I left the aforementioned political party because just after a couple of years of membership, it became clear that its makeup and leadership were not what I thought. Once again, I felt like I didn’t fit in. I started to feel cynical about politics, especially progressive politics. Something I thought would never happen. The disillusionment didn’t end there which brings me to the main reasons why the Left and I amicably separated.
Freedom of Speech:
I always considered this to be a leftist value (particularly during the Iraq war controversy). Censorship was something that the Right engaged in. Not any more. Social justice warriors and elitists are on a daily mission to find offence wherever they see fit. Whether it’s about religion, gender or LGBT issues. They want to curb debate that may be difficult to hear, but is necessary for the advancement of society.
You can no longer say anything about this issue (other than how great it is) without being labelled a bigot or a xenophobe. If you state simple facts about how mass migration decreases wages, increases job competition and puts a strain on public services, you get shut down immediately. This leads to a festering resentment which culminates in shocks to the political system such as Brexit and the election of Donald Trump.
This is before we begin to touch on the safety element of allowing unfettered migration as we’ve seen tragically time and time again. Not to mention the preservation of a nation’s own heritage and way of life – when in Rome and all that. A country that can’t define and protect its own borders and laws can not call itself a country.
I am a result of immigration – my Irish parents lived and worked in London for many years where they met. I’m a TEFL tutor so I know first-hand about the benefits of people coming to our country who want to work and assimilate. Immigration can be positive, but only if done correctly.
This has been the biggest change in my way of thinking. I thought the feminist movement was the answer to all my problems. I thought it explained so much about the difficulties I’d faced as a working-class young woman. I felt empowered and independent. But it turned out to be a complete misconception as time went on. One particular issue that jars with me and modern feminism is Islam, in particular its treatment of women.
Liberal women often decry any criticism (and rightly so) of a woman’s attire as ‘victim blaming’ but are more than happy to turn a blind eye to other members of their sex either being forced or conditioned to cover themselves from head to toe with a burka.
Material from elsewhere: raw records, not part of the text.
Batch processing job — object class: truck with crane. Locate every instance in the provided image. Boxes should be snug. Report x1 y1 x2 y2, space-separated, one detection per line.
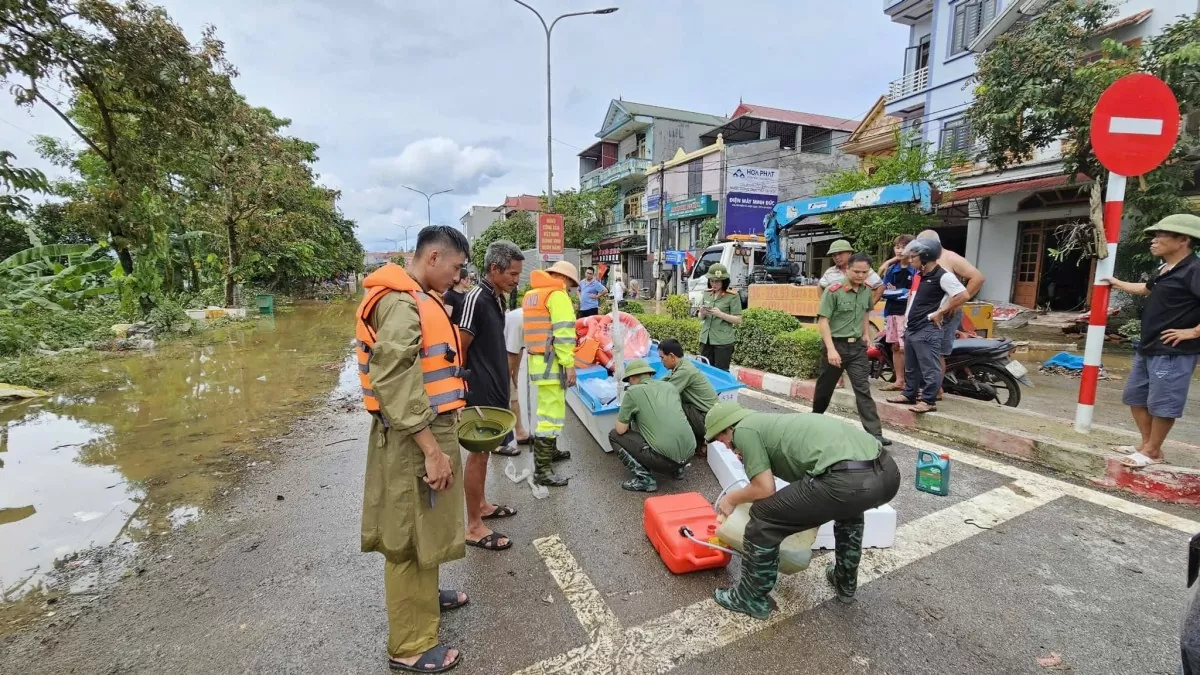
688 180 934 318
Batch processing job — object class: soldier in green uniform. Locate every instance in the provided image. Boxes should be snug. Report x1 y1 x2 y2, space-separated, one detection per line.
700 263 742 371
360 226 470 673
659 338 716 456
608 359 696 492
812 253 892 446
704 401 900 619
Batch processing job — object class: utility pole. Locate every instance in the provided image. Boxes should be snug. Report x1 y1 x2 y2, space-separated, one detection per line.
401 185 454 225
512 0 619 252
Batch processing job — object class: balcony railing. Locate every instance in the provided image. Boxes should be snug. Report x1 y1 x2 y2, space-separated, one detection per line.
580 157 650 192
887 66 929 103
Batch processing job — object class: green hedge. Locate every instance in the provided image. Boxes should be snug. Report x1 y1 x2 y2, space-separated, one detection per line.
637 309 821 378
733 309 800 372
637 313 700 354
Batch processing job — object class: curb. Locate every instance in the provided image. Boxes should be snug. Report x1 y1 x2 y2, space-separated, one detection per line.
730 365 1200 506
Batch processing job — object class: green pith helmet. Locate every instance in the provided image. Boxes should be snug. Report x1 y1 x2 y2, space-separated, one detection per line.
829 239 854 256
704 258 730 281
1146 214 1200 241
625 359 655 382
704 401 751 441
458 406 517 453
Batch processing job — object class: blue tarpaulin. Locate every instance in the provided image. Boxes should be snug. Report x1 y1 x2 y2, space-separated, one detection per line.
1042 352 1084 370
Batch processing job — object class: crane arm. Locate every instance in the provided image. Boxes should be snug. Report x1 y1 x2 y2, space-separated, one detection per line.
763 180 934 267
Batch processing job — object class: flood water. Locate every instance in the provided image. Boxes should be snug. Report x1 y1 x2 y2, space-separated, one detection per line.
0 301 354 602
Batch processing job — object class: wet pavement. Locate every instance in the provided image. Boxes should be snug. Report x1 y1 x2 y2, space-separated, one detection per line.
0 369 1200 675
0 303 353 605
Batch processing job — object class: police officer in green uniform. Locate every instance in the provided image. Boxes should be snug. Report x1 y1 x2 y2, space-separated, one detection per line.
704 401 900 619
608 359 696 492
659 338 716 456
700 263 742 371
812 253 892 446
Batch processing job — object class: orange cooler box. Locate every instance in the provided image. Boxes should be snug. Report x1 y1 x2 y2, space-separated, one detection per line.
642 492 730 574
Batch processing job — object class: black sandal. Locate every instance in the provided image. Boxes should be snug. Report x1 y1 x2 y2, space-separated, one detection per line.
438 591 470 611
467 532 512 551
388 645 462 673
480 504 517 520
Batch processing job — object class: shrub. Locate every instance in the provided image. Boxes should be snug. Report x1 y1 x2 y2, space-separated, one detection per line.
767 327 821 380
733 309 800 372
637 315 700 354
667 293 691 319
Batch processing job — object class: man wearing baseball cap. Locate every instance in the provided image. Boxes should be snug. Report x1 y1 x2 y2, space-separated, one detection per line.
1105 214 1200 468
608 359 696 492
704 401 900 619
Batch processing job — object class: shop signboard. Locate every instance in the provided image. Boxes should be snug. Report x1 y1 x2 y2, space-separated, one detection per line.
725 166 779 237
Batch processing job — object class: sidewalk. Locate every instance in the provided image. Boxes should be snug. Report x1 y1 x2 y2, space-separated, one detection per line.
731 366 1200 504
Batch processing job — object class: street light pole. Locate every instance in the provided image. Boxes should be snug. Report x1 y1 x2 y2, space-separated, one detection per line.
512 0 619 236
401 185 454 227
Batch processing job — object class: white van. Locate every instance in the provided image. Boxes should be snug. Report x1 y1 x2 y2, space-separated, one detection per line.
688 239 767 307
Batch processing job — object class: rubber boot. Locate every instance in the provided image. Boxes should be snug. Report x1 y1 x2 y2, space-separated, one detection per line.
826 519 863 604
713 540 779 620
617 448 659 492
533 437 569 488
550 438 571 461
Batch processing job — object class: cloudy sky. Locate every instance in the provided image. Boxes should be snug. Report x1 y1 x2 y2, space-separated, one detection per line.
0 0 907 250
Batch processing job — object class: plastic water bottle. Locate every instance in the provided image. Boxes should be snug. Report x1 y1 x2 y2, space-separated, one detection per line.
917 450 950 497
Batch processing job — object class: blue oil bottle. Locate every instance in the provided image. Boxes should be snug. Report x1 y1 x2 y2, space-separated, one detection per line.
917 450 950 497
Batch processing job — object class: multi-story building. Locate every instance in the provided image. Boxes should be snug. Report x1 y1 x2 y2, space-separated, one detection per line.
646 103 858 290
878 0 1196 310
578 98 728 287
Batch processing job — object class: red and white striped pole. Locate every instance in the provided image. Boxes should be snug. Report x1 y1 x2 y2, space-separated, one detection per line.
1075 173 1126 434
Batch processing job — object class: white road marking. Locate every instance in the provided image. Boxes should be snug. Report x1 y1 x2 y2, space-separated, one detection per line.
738 389 1200 534
1109 118 1163 136
515 483 1061 675
533 534 620 643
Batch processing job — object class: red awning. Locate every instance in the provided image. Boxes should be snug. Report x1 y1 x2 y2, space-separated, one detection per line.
940 173 1092 205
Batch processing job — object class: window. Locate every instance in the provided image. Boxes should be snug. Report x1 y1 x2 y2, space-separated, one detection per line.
937 118 974 154
625 133 646 160
688 160 704 197
800 126 833 155
625 189 646 220
950 0 996 56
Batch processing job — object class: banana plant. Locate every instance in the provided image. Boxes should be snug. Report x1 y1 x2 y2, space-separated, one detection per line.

They say as it long it’s their own decision there’s no objection. They don’t realise that whether it’s free will or not, the burka and other religious garments like it are steeped in disdain for female liberation.
Finally, I no longer loathe Capitalism! It took some time, but at long last I admitted to myself that it’s Socialism that’s inherently immoral and counter-productive to a life full of liberty, prosperity and dignity. Yes, Capitalism in its current globalist form isn’t sustainable because it’s only working for the people at the top. Hopefully, we can return to good old-fashioned free markets ideals in the near future.
I can now say with a quiet confidence that I am a proud Conservative who accepts human nature in all its flaws, believes that individualism is what’s truly empowering and takes equal opportunity over equal results any day of the week.